Files
ai-gateway/implementation_plan.md

52 lines
1.6 KiB
Markdown

# Storyline AI Gateway - Implementation Plan
## Project Overview
A FastAPI-based gateway for e-learning modules (Articulate Storyline) to access LLM services (Gemini, OpenAI) with centralized authentication and rate limiting.
## Tech Stack
- **Framework**: FastAPI
- **Server**: Uvicorn
- **Rate Limiting**: Slowapi (limiter)
- **Auth**: Header-based API Key (`X-API-Key`)
- **LLMs**: Google Gemini, OpenAI
## Directory Structure
- `app/main.py`: Application entry point and middleware configuration.
- `app/core/`: Configuration and utilities (limiter, settings).
- `app/api/deps.py`: Shared dependencies (authentication).
- `app/api/router.py`: API versioning and route aggregation.
- `app/api/endpoints/`:
- `storyline.py`: Generic endpoint.
- `gemini.py`: Dedicated Gemini endpoint.
- `openai.py`: Dedicated OpenAI endpoint.
## Configuration
Managed via `.env` file:
- `API_KEY`: Secret key for Storyline modules.
- `GOOGLE_API_KEY`: API key for Google Generative AI.
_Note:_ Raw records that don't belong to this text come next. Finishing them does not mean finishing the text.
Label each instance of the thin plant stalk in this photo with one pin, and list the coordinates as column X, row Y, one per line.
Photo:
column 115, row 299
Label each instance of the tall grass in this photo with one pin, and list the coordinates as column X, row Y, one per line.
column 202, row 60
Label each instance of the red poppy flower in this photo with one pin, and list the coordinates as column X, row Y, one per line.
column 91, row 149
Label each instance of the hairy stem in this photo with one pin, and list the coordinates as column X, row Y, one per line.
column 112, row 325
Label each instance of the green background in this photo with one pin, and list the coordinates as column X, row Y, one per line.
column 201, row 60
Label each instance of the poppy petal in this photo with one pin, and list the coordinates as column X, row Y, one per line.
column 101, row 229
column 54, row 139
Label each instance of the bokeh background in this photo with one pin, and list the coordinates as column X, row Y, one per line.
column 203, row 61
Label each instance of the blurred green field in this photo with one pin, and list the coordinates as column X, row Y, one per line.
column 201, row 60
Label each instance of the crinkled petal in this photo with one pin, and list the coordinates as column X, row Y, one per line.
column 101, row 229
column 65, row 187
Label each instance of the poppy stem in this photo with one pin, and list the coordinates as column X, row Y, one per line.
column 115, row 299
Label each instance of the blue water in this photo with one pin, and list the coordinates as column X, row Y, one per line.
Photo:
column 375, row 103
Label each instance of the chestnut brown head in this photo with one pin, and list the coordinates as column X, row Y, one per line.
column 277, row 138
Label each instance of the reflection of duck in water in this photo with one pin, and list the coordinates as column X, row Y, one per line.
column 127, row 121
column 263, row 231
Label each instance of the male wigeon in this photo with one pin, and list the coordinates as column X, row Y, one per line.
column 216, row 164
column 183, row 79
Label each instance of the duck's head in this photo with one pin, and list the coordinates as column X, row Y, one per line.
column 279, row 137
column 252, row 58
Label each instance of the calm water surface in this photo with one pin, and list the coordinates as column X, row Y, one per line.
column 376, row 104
- `OPENAI_API_KEY`: API key for OpenAI.
- `PORT`: Server port (default 8000).
## API Endpoints
All endpoints are versioned under `/api/v1`.
### 1. Gemini Chat
- **URL**: `/api/v1/gemini/chat`
- **Method**: POST
- **Headers**: `X-API-Key: <your_key>`
- **Body**: `{"prompt": "string", "context": "string"}`
### 2. OpenAI Chat
- **URL**: `/api/v1/openai/chat`
- **Method**: POST
- **Headers**: `X-API-Key: <your_key>`
- **Body**: `{"prompt": "string", "context": "string"}`
## Rate Limiting
- Applied globally/per endpoint: **20 calls per minute**.
## Future Steps
- Add logging (WandB or file-based).
- Implement response caching.
- Add more LLM providers (Anthropic, etc.).